In a technical sense, the "state" of a system is usually whatever information forms a Markov blanket between future and past - i.e. the interaction between everything in the future and everything in the past should be completely mediated by the system state. There are lots of exceptions to this, and the word isn't used consistently everywhere, but that's probably the most useful heuristic.
I don't think it can be significantly harder for behavior-space than reward-space. If it were, then one of our first messages would be (a mathematical version of) "the behavior I want is approximately reward-maximizing". I don't think that's actually the right way to do things, but it should at least give a reduction of the problem.
Anyway, I'd say the most important difference between this and various existing strategies is that we can learn "at the outermost level". We can treat the code as message, so there can potentially be a basin of attraction even for bugs in the code. The entire ontology of the agent-model can potentially be wrong, but still end up in the basin. We can decide to play an entirely different game. Some of that could potentially be incorporated into other approaches (maybe it has and I just didn't know about it), though it's tricky to really make everything subject to override later on.

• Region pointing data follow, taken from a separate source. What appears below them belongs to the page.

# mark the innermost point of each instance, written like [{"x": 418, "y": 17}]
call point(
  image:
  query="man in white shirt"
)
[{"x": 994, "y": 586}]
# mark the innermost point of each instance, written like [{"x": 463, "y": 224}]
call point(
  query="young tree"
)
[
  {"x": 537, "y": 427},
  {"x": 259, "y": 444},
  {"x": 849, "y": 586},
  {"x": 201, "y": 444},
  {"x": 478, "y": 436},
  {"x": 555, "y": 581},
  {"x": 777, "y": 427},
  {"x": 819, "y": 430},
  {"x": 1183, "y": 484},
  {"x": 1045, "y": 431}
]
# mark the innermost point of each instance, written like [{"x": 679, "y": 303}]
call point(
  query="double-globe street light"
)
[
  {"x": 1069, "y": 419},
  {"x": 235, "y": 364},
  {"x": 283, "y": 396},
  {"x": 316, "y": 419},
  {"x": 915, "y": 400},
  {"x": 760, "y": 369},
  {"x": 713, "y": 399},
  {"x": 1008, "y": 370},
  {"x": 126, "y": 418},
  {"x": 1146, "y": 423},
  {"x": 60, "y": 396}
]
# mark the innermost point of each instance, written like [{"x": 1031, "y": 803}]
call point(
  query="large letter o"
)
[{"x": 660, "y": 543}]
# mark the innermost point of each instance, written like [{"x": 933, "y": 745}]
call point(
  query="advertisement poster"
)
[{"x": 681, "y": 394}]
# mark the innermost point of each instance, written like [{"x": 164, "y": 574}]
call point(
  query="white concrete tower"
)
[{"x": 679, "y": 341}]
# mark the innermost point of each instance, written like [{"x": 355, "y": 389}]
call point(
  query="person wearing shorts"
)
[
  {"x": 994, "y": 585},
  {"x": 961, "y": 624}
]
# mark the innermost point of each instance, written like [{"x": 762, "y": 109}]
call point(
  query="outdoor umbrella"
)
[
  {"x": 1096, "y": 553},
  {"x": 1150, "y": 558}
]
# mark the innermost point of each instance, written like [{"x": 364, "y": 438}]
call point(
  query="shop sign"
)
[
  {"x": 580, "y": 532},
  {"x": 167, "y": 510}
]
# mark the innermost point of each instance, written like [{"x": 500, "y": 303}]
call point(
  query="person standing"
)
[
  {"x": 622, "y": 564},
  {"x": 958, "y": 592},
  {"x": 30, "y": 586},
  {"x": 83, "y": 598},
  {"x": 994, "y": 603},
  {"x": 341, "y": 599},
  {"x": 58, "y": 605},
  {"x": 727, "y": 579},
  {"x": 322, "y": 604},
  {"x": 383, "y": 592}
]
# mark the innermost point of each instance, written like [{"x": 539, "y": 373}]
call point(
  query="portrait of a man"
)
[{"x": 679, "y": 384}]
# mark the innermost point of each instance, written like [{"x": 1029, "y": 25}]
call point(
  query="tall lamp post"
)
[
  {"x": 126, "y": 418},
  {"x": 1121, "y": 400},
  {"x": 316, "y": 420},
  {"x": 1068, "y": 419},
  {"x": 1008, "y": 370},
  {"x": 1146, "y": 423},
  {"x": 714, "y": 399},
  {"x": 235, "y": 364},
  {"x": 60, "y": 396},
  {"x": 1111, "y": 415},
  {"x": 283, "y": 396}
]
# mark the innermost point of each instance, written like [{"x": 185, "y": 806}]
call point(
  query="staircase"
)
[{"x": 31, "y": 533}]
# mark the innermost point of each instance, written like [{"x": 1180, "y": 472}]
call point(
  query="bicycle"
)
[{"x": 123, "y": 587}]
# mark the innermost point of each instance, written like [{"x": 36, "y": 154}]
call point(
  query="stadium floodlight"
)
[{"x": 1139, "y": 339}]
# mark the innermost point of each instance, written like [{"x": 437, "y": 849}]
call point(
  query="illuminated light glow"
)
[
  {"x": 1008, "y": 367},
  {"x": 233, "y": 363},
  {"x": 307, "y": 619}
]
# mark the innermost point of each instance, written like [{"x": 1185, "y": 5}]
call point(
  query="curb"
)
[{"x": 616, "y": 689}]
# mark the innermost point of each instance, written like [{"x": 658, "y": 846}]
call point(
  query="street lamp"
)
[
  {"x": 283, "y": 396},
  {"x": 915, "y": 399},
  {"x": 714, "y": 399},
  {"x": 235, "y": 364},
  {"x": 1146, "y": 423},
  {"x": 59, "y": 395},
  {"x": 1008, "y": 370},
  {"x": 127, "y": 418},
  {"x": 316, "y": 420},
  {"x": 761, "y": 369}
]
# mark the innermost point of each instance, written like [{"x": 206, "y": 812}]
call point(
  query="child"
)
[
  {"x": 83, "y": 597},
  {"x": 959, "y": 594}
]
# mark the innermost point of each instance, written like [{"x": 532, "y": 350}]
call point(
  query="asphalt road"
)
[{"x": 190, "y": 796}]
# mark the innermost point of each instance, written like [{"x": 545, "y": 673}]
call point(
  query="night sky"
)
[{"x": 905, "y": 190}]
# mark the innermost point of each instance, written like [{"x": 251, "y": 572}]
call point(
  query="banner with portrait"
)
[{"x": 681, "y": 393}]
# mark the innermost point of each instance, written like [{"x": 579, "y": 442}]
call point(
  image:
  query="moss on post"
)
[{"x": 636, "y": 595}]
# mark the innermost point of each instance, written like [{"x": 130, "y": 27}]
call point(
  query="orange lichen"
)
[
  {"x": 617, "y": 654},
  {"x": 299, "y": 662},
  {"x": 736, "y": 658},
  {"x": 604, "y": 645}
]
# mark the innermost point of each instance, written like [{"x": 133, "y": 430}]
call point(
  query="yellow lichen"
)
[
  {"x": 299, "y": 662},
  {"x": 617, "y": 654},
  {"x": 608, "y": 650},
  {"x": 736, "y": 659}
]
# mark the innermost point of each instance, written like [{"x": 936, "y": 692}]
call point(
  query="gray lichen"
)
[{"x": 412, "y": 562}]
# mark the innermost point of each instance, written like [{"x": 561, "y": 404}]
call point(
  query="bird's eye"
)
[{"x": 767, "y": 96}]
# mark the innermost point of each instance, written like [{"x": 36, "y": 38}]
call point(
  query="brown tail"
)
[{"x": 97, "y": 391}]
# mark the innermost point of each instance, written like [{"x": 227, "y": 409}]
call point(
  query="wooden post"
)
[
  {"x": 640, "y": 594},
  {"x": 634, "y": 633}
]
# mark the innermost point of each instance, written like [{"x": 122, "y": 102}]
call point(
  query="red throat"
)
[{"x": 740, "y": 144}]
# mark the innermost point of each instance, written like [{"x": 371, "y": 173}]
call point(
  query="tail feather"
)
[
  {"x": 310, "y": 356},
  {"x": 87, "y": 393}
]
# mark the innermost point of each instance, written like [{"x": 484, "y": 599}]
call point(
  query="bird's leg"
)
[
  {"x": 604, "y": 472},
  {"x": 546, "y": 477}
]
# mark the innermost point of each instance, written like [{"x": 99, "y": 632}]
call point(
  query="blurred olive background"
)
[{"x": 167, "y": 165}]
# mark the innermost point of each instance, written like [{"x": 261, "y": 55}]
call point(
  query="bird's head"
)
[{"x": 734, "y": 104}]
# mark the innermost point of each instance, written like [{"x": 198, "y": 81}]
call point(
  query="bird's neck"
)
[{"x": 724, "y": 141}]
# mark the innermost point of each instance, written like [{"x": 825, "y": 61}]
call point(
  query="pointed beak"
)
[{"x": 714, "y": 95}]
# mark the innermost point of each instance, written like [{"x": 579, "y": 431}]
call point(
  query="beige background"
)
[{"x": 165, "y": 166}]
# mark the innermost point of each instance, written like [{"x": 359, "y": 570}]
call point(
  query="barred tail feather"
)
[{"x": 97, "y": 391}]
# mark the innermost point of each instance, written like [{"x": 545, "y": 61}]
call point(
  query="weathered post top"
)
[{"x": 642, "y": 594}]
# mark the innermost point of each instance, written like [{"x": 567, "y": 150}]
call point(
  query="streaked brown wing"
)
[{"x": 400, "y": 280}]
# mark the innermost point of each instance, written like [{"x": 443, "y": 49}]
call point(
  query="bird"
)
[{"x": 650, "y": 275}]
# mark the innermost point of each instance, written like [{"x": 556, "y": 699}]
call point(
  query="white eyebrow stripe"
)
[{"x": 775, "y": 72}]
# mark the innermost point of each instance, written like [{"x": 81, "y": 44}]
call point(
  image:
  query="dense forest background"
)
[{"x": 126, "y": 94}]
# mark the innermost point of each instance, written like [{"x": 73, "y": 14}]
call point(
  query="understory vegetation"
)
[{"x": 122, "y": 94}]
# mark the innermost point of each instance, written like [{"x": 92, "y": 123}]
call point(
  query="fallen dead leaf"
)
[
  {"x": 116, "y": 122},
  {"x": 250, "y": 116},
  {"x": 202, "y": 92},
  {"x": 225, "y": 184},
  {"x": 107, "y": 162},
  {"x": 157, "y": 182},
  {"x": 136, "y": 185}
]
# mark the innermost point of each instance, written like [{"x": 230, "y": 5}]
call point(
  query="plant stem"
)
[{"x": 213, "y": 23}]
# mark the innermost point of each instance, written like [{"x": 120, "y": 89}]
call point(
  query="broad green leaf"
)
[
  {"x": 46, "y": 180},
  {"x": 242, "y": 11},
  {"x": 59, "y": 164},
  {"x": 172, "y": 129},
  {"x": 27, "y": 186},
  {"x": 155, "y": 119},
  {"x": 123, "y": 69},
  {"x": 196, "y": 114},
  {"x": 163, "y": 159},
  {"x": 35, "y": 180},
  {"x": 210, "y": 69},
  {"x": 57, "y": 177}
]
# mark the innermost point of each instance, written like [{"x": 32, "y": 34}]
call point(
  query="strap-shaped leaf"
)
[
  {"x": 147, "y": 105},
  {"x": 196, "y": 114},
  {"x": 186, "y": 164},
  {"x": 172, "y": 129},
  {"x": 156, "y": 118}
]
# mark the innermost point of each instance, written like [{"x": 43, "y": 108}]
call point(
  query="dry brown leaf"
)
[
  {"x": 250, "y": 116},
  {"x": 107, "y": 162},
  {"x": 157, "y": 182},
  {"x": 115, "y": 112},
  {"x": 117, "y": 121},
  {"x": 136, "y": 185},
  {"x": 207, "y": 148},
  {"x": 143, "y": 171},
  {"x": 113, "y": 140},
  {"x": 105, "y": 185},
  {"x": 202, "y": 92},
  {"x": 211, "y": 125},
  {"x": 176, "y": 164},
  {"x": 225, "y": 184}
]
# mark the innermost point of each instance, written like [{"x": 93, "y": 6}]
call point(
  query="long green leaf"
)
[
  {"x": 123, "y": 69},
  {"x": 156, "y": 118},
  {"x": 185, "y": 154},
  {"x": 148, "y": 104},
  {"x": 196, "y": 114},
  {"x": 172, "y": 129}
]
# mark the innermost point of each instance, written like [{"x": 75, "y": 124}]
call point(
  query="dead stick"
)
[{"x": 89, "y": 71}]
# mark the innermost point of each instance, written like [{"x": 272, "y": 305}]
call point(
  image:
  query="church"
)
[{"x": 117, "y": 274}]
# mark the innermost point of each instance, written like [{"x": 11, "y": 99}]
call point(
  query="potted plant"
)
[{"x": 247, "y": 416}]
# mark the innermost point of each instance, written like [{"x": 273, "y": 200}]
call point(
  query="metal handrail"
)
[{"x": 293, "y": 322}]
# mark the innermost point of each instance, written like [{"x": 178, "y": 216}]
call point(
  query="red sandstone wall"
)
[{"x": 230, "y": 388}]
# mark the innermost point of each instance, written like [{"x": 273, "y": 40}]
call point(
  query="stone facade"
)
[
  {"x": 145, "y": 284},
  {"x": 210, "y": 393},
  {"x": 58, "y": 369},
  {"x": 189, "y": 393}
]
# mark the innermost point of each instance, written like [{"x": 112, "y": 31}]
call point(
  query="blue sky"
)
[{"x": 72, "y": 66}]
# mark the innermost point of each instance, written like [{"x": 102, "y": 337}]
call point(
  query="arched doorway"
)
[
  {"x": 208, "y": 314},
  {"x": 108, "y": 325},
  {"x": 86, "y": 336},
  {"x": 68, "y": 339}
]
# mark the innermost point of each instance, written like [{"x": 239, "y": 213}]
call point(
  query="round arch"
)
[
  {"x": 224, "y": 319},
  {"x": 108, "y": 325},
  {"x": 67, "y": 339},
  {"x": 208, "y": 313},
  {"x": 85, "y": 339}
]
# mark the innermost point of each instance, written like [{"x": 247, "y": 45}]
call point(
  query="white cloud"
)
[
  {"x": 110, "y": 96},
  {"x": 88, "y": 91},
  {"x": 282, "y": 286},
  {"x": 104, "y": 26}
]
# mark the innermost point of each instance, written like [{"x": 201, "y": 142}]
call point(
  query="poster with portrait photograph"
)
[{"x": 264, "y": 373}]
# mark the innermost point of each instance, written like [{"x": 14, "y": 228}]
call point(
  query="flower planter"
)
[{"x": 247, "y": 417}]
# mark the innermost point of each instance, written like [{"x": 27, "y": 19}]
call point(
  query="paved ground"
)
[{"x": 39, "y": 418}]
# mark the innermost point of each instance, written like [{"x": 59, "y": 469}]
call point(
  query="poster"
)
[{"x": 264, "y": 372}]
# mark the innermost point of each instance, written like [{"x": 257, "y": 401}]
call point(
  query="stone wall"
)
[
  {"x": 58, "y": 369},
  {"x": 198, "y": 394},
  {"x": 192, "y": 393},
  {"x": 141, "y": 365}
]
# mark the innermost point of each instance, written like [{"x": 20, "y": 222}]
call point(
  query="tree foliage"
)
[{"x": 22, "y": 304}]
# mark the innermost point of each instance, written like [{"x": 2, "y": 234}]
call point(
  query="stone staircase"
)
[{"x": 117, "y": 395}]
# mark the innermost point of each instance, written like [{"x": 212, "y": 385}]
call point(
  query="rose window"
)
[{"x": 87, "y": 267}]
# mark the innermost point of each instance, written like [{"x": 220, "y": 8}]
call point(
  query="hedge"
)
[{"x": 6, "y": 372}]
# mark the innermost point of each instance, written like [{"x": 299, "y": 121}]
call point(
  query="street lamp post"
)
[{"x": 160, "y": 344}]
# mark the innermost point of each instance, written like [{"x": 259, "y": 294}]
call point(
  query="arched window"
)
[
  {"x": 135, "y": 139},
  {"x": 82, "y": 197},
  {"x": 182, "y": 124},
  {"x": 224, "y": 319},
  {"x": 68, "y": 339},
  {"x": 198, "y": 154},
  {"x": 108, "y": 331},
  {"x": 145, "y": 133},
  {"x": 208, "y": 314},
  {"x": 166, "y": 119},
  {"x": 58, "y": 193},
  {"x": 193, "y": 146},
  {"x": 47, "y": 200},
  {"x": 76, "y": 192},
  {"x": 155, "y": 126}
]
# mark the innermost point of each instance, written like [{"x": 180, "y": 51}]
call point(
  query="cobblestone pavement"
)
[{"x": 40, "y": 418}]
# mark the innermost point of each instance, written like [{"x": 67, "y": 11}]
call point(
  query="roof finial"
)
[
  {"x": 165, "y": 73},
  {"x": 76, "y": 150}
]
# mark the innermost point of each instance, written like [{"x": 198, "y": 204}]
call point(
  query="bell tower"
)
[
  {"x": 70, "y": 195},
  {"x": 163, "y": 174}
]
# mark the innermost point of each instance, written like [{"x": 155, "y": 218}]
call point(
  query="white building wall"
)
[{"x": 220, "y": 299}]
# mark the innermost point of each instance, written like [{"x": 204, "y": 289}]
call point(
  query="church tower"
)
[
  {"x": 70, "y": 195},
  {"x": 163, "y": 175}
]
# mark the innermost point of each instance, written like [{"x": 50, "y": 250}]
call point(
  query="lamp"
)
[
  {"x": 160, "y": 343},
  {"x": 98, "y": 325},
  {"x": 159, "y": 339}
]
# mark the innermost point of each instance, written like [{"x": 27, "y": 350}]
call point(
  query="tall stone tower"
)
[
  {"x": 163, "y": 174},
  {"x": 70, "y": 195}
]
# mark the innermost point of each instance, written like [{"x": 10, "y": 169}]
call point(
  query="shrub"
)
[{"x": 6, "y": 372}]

Of course, the trade-off is that if everything is subject to override then we really need to start in the basin of attraction - there's no hardcoded assumptions to fall back on if things go off the rails. Thus, robustness tradeoff.
In theory I could treat myself as a black box, though even then I'm going to need at least a functional self model (i.e. model of what outputs yield what inputs) in order to get predictions out of the model for anything in my future light cone.
But usually I do assume that we want a "complete" world model, in the sense that we're not ignoring any parts by fiat. We can be uncertain about what my internal structure looks like, but that still leaves us open to update if e.g. we see some FMRI data. What I don't want is to see some FMRI data and then go "well, can't do anything with that, because this here black box is off-limits". When that data comes in, I want to be able to update on it somehow.